The new film, directed by Mr. Lumet and written by Paul Dehn, was made mostly in Britain and on location in France and Turkey. It was shot in color. It runs a bit over two never-flagging hours. And it has the kind of all-star cast that only M-G-M could have afforded 40 years ago.
Like the lovely, extravagantly overemphasized nineteen-thirties’ costumes and production designed by Tony Walton, “Murder on the Orient Express” is much less a literal re-creation of a type of thirties movie than an elaborate and witty tribute that never for a moment condescends to the subject.
Setting the tone for the film is Albert Finney’s extraordinary performance as Hercule Poirot, Dame Agatha’s Belgian detective whose smug, unflappable brilliance makes Sherlock Holmes seem like a hysterical freak. When Hercule first appears in the film, dining with dainty disgust in an Istanbul hotel, one can’t even be sure it’s really Mr. Finney, so transformed is he by black, patent-leather hair, waxed mustache, portly, middle-aged physique and a musical-comedy French accent that comes and goes, much like the accent of Hercule Poirot in Dame Agatha’s books.

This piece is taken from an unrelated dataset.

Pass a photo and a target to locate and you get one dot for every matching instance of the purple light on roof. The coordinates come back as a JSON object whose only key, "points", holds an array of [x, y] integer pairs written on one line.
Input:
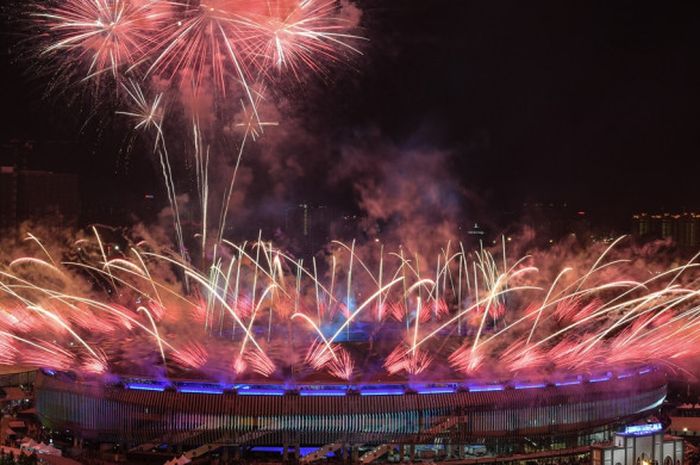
{"points": [[261, 392], [322, 392], [200, 390], [145, 387], [383, 392], [486, 388], [530, 386], [436, 390], [572, 382]]}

The performance is made up of the sort of wildly theatrical overstatements that heretofore only Laurence Olivier, Marlon Brando and, occasionally, Maggie Smith have gotten away with. It’s a performance of exaggeration, which is fun to watch both for the goals achieved and the risks taken.
Though to a lesser extent almost all the other stars come on strong and take similar risks: Lauren Bacall as a pushy, garrulous American widow, Ingrid Bergman as a virtually psychotic Swedish nurse-missionary, Rachel Roberts as a very weird German maid, Sean Connery as a stuffy British Army officer, Jacqueline Bisset as a beautiful, preoccupied Hungarian countess, Wendy Hiller as a Russian princess and Jean-Pierre Cassel as an unlikely sleeping-car conductor.
Everyone in the film is very, very busy acting (which is about the only clue one should give about the plot), and one shouldn’t be put off by the fact that some of the actors have acted similar roles before, especially Anthony Perkins (as a possibly homicidal man of indeterminate youth), John Gielgud (as a fastidious valet), Vanessa Redgrave (as a coolly passionate English beauty) and Richard Widmark (as a ruthless American millionaire).
For the record I must say how much I also liked Martin Balsam, Michael York, Colin Blakely, George Coulouris and Denis Quilley. It’s a movie in which everyone is important to its success.
Some purposely vague details about the story: the time is the mid-nineteen-thirties, five years after a notorious case of kidnapping on Long Island (detailed in a fine pre-credit sequence), and it is set aboard the Orient Express, the crack train that went from Istanbul to Calais, with stops at Zagreb, Trieste and other points in between. The murder, which is committed the second night out, is solved by Hercule Poirot in the time it takes to dig the train out of a huge Balkan snowdrift but not before absolutely everyone has come under suspicion and all identities have been scrambled.
In addition to being the sort of mystery that treats death as a largely goreless inconvenience, an intellectual riddle to be solved as politely as possible, clue by clue, “Murder on the Orient Express” recalls that innocent, pre-Amtrak time when the Orient was still mysterious and railroad travel was full of exotic possibilities. (I suspect that because it took so long to get from one place to another on trains in those days, the places arrived at were invested with a magic that has since been lost, but that’s another subject entirely.)
My only quarrel with the film is a minor one. There is too much music on the soundtrack. Especially when the train is under way I miss hearing, loud and clear, the rhythmical, monotonous, wheel-on-rail clickety-clack that I associate with such great moments of childhood as “The Lady Vanishes” and my first overnight trip in a Pullman berth.